In the consolidated case involving defendant Wurie, arising from activities in Massachusetts, the officer seized a cell phone from Wurie's person at the time of his arrest for participating in an apparent drug sale. The officer, after acquiring the phone, observed calls from a source identified as "my house" on its external screen. The officer opened the phone, accessed its call log, and determined the number associated with “my house.” Officers traced this number to Wurie's apartment and then obtained a search warrant for the apartment, later finding drugs, a firearm and ammunition, and cash. Wurie moved to suppress this evidence from the search of the apartment, asserting that obtaining the address and phone number by searching the cell phone without a warrant was improper.
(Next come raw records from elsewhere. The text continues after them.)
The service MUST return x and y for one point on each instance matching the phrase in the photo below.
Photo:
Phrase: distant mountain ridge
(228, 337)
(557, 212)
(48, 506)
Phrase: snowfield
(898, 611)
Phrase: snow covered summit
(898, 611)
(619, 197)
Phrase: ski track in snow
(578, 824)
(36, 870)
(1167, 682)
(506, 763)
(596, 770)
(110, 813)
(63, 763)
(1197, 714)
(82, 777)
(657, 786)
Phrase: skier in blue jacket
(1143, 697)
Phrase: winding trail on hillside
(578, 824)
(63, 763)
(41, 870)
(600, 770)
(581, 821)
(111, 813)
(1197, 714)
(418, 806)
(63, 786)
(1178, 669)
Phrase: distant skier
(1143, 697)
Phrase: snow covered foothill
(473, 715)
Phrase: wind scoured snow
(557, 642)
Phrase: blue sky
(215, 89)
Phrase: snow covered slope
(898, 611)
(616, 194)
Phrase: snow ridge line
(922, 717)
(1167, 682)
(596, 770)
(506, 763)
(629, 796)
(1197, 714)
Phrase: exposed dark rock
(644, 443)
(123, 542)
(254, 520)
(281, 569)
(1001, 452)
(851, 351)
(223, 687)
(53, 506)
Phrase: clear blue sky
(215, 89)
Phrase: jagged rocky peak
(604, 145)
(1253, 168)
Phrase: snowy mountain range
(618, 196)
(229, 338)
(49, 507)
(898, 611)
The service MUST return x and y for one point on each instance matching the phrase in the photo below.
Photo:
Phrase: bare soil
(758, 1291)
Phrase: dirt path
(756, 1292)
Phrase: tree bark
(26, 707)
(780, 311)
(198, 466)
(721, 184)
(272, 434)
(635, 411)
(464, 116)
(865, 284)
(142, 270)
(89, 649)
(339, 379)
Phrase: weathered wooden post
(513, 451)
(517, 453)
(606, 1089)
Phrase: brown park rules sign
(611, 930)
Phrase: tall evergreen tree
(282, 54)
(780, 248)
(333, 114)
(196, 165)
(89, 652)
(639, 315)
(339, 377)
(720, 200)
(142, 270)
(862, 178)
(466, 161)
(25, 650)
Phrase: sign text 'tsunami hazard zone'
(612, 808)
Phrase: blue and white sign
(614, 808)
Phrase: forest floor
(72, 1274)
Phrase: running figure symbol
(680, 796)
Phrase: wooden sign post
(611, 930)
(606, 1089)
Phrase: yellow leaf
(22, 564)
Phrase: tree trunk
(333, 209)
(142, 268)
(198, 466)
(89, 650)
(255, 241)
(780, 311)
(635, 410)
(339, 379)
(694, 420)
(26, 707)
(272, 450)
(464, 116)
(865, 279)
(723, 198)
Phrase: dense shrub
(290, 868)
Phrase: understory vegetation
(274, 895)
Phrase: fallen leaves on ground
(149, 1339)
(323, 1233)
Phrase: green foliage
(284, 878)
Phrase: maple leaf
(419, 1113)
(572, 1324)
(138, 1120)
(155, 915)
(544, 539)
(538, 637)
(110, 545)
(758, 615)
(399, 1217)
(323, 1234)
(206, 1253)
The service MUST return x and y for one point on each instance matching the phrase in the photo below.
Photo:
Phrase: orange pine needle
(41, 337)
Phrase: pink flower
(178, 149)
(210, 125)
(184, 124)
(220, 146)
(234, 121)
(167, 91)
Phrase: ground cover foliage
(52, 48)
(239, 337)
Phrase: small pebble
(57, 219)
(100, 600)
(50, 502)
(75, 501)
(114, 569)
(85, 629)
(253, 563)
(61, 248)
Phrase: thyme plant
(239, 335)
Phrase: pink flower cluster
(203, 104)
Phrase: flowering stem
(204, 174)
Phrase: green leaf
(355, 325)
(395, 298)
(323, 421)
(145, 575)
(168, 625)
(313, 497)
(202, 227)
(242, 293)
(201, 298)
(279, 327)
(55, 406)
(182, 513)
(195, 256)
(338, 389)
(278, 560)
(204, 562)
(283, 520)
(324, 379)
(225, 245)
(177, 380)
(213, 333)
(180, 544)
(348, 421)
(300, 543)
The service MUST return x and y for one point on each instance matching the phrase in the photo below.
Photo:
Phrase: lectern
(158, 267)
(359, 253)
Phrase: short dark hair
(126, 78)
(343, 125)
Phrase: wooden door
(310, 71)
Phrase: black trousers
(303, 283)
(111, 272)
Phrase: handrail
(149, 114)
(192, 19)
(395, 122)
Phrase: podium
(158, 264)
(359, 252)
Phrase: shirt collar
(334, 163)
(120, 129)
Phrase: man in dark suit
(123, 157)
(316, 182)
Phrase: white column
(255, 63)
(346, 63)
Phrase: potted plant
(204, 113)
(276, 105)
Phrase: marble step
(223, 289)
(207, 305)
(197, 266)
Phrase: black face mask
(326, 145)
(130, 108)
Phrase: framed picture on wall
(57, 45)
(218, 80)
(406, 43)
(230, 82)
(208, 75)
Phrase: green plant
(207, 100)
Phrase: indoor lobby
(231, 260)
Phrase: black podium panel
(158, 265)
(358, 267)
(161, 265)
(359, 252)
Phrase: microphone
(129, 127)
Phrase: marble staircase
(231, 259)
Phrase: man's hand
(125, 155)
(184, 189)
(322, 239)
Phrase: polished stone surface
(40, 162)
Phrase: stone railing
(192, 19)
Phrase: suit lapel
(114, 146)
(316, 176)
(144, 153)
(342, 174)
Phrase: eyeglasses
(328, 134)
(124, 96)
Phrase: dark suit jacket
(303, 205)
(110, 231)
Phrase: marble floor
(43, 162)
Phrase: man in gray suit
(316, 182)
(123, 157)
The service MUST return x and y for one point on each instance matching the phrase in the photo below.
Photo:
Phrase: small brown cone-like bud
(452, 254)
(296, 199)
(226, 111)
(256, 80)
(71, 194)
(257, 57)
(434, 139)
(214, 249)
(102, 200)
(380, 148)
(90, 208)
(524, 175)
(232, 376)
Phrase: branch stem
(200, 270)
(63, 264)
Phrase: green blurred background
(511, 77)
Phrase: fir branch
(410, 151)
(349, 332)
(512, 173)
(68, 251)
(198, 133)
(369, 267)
These two related cases dealt with both a smart phone as was possessed by Riley, and a simple cell phone as was used by Wurie. The Court, after analyzing the significant case law involved, concluded that the search of the cell phone did not fall within the normal exceptions to obtaining a warrant when property is searched incident to arrest. These general exceptions are that a search is proper for the safety of the officers and to avoid destruction of evidence. The Court, in its analysis, concluded that the cell phones did not constitute a threat to the officers' safety. With regard to destruction of evidence, the Court concluded that the officers could maintain the cell phone in such a position that the cell phone would not be wiped clean; nor was there any risk of destruction of evidence by requiring the officers to delay searching the cell phone until a warrant was obtained. 

Of interest in the Court's opinion is the analysis the Justices went through regarding the extent of data and information available and being carried on things such as a smart phone. The Court concluded that the breadth of information (including pictures, calendars, address books, etc.) clearly gave rise to an expectation of privacy which should not be violated without the officers first obtaining a warrant to conduct the search. As such, the Court held, generally speaking, that a search of a cell phone would require the officers to obtain a warrant prior to searching the contents of a cell phone.